Forum Discussion
Is there any way at all to search for PDF files using PDF keywords in SharePoint Online?
- Oct 14, 2017
SharePoint can query the properties (i.e. metadata) of a document only if there is a document parser that "promotes" such properties when uploading the document.
Unfortunately, SPO does not implement out of the box a document parser for PDF files, hence the PDF properties are not "promoted" (i.e. they are ignored).
So, if you want to query PDF properties in SPO, you have to fill by yourself, manually or automatically, the corresponding columns on the document library where the PDF is stored.
See https://blogs.technet.microsoft.com/wbaer/2014/08/29/document-property-promotion-and-demotion-overview-and-considerations/
The PDF property keyword is not searchable on SharePoint Online. The only alternative is to use a custom solution (can be build in JavaScript) that extracts the keyword property value from PDF files and then captures the value into a SharePoint column. This allows use of the keywords value in searches but also in views.
Because it uses JavaScript it means it will also work on SharePoint Online and can be packaged in different ways (e.g. provider hosted app). Such a custom solution can read all the properties in PDF files like XMP fields. modification date and custom properties. As far as I know there are no free solutions that offer this capability. It would be beneficial to a wide audience because PDF is a common format.
Paul
> The only alternative is to use a custom solution (can be build in JavaScript) […]

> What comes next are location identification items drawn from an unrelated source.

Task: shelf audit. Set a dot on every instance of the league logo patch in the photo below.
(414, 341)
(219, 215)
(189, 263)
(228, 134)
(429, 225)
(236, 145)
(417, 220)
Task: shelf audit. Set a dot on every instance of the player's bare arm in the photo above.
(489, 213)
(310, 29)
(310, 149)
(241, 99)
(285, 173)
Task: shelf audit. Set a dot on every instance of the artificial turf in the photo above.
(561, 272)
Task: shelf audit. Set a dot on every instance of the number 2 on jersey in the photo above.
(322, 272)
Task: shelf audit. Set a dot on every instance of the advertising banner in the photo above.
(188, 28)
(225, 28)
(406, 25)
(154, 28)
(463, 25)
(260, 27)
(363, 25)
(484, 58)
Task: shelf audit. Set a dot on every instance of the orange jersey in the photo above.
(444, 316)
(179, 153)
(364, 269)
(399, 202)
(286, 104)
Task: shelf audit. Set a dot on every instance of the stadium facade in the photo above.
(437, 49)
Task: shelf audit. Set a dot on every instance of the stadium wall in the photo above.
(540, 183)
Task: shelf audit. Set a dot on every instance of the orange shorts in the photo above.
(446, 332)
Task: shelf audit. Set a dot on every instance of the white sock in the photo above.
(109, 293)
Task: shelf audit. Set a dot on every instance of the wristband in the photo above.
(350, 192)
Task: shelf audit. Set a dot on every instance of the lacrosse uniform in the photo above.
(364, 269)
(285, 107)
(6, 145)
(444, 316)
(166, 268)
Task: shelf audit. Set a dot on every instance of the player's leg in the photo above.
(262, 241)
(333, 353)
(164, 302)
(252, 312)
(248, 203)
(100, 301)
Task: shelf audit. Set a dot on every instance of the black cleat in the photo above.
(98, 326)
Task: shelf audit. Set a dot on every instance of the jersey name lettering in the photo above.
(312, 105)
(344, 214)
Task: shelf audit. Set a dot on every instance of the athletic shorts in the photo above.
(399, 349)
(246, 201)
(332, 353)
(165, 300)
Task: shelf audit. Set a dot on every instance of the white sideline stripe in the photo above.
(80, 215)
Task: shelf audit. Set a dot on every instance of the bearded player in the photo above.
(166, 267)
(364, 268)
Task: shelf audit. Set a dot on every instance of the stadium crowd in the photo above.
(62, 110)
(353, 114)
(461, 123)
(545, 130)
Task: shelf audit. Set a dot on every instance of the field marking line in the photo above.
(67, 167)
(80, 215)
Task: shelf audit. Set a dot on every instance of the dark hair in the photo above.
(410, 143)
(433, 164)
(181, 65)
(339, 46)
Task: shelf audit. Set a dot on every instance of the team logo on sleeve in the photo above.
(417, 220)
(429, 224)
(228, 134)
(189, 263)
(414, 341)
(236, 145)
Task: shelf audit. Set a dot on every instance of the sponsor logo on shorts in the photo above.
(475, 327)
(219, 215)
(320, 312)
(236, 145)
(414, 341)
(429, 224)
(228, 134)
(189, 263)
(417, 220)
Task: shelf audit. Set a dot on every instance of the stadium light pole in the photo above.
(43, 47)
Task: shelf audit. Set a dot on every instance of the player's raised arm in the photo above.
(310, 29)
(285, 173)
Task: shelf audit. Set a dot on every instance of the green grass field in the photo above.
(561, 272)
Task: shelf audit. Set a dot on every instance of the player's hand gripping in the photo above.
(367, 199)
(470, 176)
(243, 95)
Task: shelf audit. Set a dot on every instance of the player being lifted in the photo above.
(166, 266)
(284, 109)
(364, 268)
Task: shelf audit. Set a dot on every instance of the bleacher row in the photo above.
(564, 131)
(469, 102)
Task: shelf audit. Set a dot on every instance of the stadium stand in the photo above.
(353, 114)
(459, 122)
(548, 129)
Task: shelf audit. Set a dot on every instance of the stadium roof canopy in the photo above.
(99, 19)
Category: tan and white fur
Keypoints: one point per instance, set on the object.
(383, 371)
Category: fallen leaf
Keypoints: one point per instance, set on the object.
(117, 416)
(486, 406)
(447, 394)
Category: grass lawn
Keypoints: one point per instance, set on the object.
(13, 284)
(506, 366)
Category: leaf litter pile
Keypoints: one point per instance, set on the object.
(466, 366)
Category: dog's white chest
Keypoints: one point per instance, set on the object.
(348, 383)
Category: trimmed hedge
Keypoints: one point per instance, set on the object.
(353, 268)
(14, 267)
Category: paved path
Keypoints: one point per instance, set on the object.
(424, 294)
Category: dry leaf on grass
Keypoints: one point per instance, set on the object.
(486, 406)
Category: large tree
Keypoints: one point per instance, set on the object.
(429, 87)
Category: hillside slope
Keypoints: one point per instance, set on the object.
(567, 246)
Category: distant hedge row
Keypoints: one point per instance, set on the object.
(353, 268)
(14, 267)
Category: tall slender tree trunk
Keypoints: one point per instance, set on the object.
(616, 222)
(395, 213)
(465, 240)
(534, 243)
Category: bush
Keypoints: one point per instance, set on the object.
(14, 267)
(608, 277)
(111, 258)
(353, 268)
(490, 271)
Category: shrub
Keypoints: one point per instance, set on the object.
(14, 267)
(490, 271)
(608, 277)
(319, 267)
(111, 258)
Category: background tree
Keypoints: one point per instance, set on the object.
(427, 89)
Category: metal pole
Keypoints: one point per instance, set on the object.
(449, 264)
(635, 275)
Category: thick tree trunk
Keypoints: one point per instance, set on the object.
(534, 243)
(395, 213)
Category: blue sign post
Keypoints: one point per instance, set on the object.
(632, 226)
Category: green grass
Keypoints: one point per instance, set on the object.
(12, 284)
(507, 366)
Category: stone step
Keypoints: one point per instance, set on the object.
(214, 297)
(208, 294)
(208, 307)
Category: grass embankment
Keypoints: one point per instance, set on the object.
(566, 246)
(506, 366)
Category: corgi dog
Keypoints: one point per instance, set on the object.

I’m not quite familiar with the SharePoint Online architecture. I took a quick look at the article https://docs.microsoft.com/en-us/sharepoint/dev/general-development/sharepoint-add-ins-compared-with-sharepoint-solutions and my understanding is that my custom solution will have to either run in an active browser session or be hosted and run somewhere else, and either way it’s going to have to use the standard, client-facing APIs to fetch and parse the PDF files and update their columns. Is that right?